I have a situation. One of my Au kiddos at school seems to fit both categories! Therefore, I don't know which it is! He sometimes looks around and ask for us to help him (he is a little verbal,most exolalic, but asks for help when thrashing on the ground) he attempts to injure us and really doesn't care if he hurts himself either. It typically stems from extreme OCD like behaviors su h as wanting to walk a certain direction when someone is in the way or he wants to do something by himself or occasionally it's because he wants something (ie. Take as long as possible to finish he snack when lunch is already over.) I cannot tell the best way to handle his extreme behaviors and constant screaming at the top of his lungs ( and boy does he have a set of lung on him).
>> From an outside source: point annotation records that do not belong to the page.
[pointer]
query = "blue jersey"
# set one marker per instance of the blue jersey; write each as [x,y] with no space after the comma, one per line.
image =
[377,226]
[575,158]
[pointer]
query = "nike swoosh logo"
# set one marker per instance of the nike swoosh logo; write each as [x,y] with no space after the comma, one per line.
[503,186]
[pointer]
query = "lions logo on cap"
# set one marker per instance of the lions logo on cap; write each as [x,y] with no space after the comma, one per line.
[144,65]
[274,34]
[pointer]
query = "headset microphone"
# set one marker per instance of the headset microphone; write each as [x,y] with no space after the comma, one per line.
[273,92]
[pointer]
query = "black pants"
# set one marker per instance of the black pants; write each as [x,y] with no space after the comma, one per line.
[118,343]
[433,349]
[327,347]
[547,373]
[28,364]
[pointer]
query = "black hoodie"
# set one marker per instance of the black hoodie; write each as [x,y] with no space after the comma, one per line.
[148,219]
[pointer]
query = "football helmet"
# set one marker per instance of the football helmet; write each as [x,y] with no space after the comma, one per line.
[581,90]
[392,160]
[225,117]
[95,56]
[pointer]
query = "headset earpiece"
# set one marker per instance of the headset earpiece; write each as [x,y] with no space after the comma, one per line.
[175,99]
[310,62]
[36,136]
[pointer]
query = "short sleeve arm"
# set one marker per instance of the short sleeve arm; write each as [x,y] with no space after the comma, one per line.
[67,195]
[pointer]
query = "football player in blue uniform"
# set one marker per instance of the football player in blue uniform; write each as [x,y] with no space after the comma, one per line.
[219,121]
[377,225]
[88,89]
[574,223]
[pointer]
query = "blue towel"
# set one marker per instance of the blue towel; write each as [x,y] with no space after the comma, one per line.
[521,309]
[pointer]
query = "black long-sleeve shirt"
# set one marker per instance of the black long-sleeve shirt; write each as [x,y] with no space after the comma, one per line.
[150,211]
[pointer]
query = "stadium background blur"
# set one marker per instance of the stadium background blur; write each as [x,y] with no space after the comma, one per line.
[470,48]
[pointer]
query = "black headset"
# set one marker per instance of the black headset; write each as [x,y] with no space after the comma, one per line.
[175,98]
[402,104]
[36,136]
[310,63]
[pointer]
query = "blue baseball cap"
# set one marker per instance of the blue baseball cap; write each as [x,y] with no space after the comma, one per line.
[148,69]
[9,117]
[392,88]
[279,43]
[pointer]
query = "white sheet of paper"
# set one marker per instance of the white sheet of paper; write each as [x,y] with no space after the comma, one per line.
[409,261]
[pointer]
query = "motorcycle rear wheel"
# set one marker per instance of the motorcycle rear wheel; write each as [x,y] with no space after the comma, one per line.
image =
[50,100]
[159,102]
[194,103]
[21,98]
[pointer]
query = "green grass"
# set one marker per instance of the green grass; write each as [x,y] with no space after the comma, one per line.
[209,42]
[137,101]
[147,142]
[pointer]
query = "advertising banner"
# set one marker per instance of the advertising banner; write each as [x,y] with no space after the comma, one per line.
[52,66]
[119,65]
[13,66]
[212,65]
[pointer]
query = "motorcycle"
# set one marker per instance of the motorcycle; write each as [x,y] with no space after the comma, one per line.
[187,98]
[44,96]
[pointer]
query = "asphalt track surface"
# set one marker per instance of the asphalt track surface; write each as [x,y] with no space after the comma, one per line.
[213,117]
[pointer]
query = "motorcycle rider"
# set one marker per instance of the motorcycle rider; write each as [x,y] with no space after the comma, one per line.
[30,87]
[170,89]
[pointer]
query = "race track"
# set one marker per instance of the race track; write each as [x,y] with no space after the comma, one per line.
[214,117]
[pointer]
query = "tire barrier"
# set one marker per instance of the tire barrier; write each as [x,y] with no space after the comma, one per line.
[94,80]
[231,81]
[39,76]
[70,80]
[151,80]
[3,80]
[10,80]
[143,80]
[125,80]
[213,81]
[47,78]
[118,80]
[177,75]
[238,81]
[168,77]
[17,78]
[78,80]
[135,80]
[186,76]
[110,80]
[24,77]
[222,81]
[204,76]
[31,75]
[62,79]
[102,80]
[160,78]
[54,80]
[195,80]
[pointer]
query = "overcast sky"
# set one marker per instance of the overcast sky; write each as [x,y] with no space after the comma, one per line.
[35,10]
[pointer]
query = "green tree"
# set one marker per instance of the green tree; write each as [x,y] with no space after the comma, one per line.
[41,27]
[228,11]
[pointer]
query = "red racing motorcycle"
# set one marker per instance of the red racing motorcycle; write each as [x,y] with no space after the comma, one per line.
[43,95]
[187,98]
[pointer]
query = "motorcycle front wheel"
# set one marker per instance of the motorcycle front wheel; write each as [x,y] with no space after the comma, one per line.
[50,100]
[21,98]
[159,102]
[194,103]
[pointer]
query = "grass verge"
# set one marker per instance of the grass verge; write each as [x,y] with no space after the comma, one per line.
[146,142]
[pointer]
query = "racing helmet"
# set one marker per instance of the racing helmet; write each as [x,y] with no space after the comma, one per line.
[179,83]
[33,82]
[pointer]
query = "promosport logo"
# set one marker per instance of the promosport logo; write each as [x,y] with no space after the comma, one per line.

PLEASE PLEASE HELP!!
Dear An, I usually don't answer back to comments on my posts but yours touched my heart. Let me start off by saying that I am not a medical professional. My advice is to first keep a meltdown diary in order to he yourself keep track of the triggers. In this diary keep track of what triggered the meltdown, how your child reacted, and how long it lasted. In addition, if it is stimmed from OCD behavior it is kinda hard to punish for. In situations like this myself and most people I know use calm down areas for our kids. An area, like a refridge box, makes a great safe place for our kids to express their frustrations. After you have better figured out how to tell the difference between a meltdown and a tantrum the easier it'll be to handle the situation. Most of the time punishments are not the path to take. I hope that this helps you in some way. Good luck to you momma.